Literature DB >> 19318128

Molecular imaging of proliferation in vivo: positron emission tomography with [18F]fluorothymidine.

Andreas K Buck1, Ken Herrmann, Changxian Shen, Tobias Dechow, Markus Schwaiger, Hans-Jürgen Wester.   

Abstract

Deregulated cell cycle progression is a hallmark of cancer. Accordingly, a major part of therapeutic drugs has been designed to inhibit cell proliferation and tumor growth. Metabolic imaging with positron emission tomography (PET) and the glucose analog 2'-[(18)F]fluoro-2'-deoxyglucose (FDG) has been demonstrated to sensitively detect malignant tumors and to identify responding tumors early in the course of anticancer treatment. However, tumoral uptake of FDG reflects proliferation only in part and is associated with false positive findings due to unspecific tracer retention in inflammatory processes. Most recent advances in cancer treatment have come from the development of disease specific, molecular agents, many of which induce cell cycle arrest (cytostatic effect) instead of tumor cell death (cytotoxic effect). Thus, evaluating alterations in DNA metabolism may reflect response to treatment better than alterations in glucose utilization.

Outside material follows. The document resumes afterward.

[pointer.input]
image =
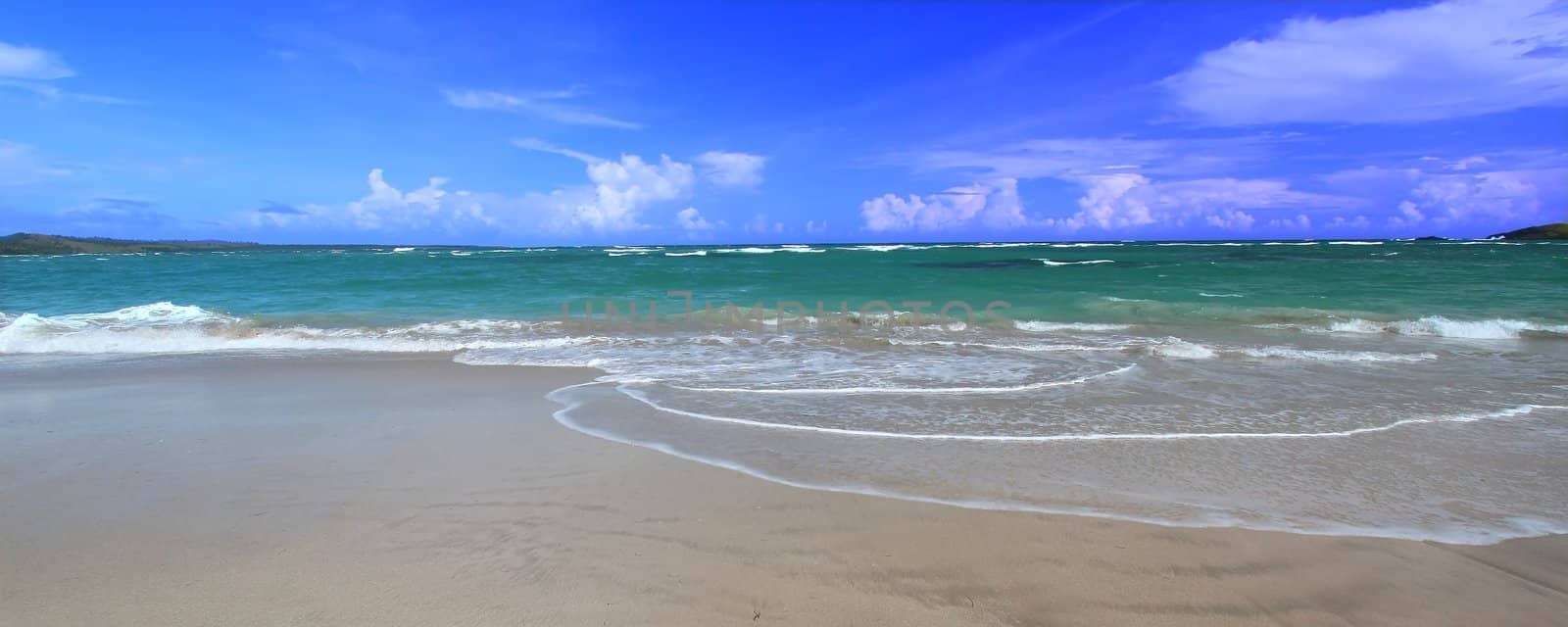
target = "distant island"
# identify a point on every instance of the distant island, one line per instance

PET with the thymidine analog 3'-deoxy-3'-[(18)F]fluorothymidine (FLT) enables non-invasive imaging and quantification of the proliferation fraction of tumors. Furthermore, FLT has been suggested as surrogate marker for assessment of response to treatment, especially when targeted drugs are utilized. This article reports on metabolic pathways of radionucleosides in proliferating cells. Methods for in vivo assessment of the proliferative activity in preclinical and clinical studies are described with a focus on early monitoring response to therapy.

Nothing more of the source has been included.